# Vietnam Issues Ban on Satellite TV



## John Corn (Mar 21, 2002)

HANOI, Vietnam (AP) Only top Communist Party and government officials and a few others will be allowed to watch international satellite TV in Vietnam under a new government order, state-controlled media said Monday.

Prime Minister Phan Van Khai signed the directive last week as part of a recent retightening of control over the media by the ruling Communist Party.

All TV stations in Vietnam are operated by the government, and all newspapers are published by government or party-controlled organizations. The media are viewed as the mouthpiece of the Communist Party.

http://tv.yahoo.com/news/ap/20020624/102493440000.html


----------



## Adam Richey (Mar 25, 2002)

I feel so sorry for those people. Learning about communism in U.S. History this past year in school, I really do realize how much of a stranglehold that communist parties keep on their people.
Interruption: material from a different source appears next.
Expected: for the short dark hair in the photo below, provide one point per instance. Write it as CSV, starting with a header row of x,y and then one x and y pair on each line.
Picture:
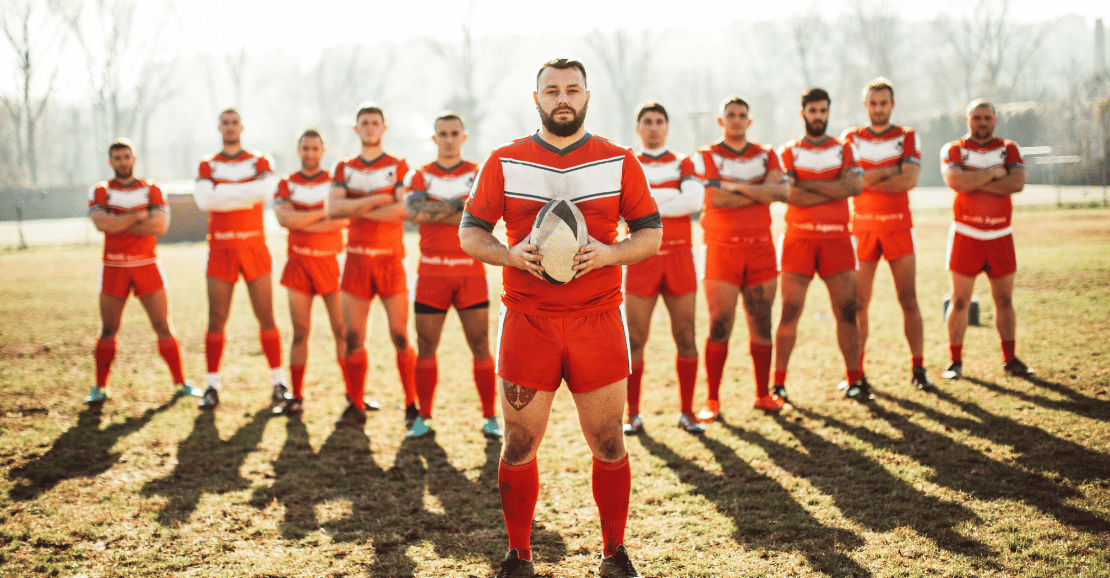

Satellite TV is yet another example of them not allowing luxuries.


----------



## gcutler (Mar 23, 2002)

Are any of these countries really communist anymore, or just Totalitarian Dictatorships which kept a Red Star on their flags and they like to use the word Comrade.


----------



## Mike Gavasheli (Mar 24, 2002)

> _Originally posted by gcutler _
> *Are any of these countries really communist anymore, or just Totalitarian Dictatorships ... *


You are right. Communism as a utopian dream that nobody believes anymore. Totalitarian Dictatorships is the best way to describe those countries, now or before.

Mike (citizen of former Totalitarian Dictatorship)


----------



## Geronimo (Mar 23, 2002)

We take a lot for granted here. rage's comments notwithstanding we live in one of the freest and most open societies on Earth. The type of behavior shown by the Vietnamese leadership is typical of the actions of a totalitarian regime. To us it is strange and foreign but it is all too common in human history.


----------



## Guest (Jun 25, 2002)

Gee Vitenam is getting more like Canada every day


----------



## Rage (Aug 19, 2001)

How many people there even have a TV let alone money for a sat system?


----------



## Geronimo (Mar 23, 2002)

Same comment was made about radios at one time. the point is that they stop ANYTHING from coming in. Sad. But that is life in a totalitarian regime.


----------



## Cyclone (Jul 1, 2002)

Its not sad, they fought and died to be communist. Now they get everything that the fought for. Oppression and Poverty.


----------